Consciously swimming against the tide, I did all I knew in showing as little partiality as possible to anyone and as much interest as possible in everyone, willing to take the risk that, in socializing with the “outcasts,” I would be classified among them.

Whatever the cost, I unabashedly set out to touch shoulders with the so-called “peasants.” My first hurdle in assimilating to their lifestyle was to grasp the local dialect, which got me an instant “in” with the “commoners” even when I butchered it. Since no school taught the local vernacular, I had to find an authentic classroom somewhere nearby.

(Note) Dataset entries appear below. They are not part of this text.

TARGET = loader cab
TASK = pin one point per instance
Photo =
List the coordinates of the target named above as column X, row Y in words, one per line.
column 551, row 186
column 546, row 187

Creatively wallpapered with crinkled newspapers and carpeted with nature’s dirt floor, “mamma’s” noodle house was my favorite greasy spoon. She was a heavyset peasant woman whose menu featured one speciality of the day—noodle soup with a heaping glob of pork fat, spiked with red hot pepper of the highest degree.

Her family and friends took a liking to me right off the bat. Mamma’s soup house was neutral ground for unhampered intercourse with society. Plus, the food shacks that mamma and others ran had an alluring affect on me. Oh! And with their help, I did master the dialect!

[1] The phrase “băi băi” in Chinese means ‘to walk with a limp’!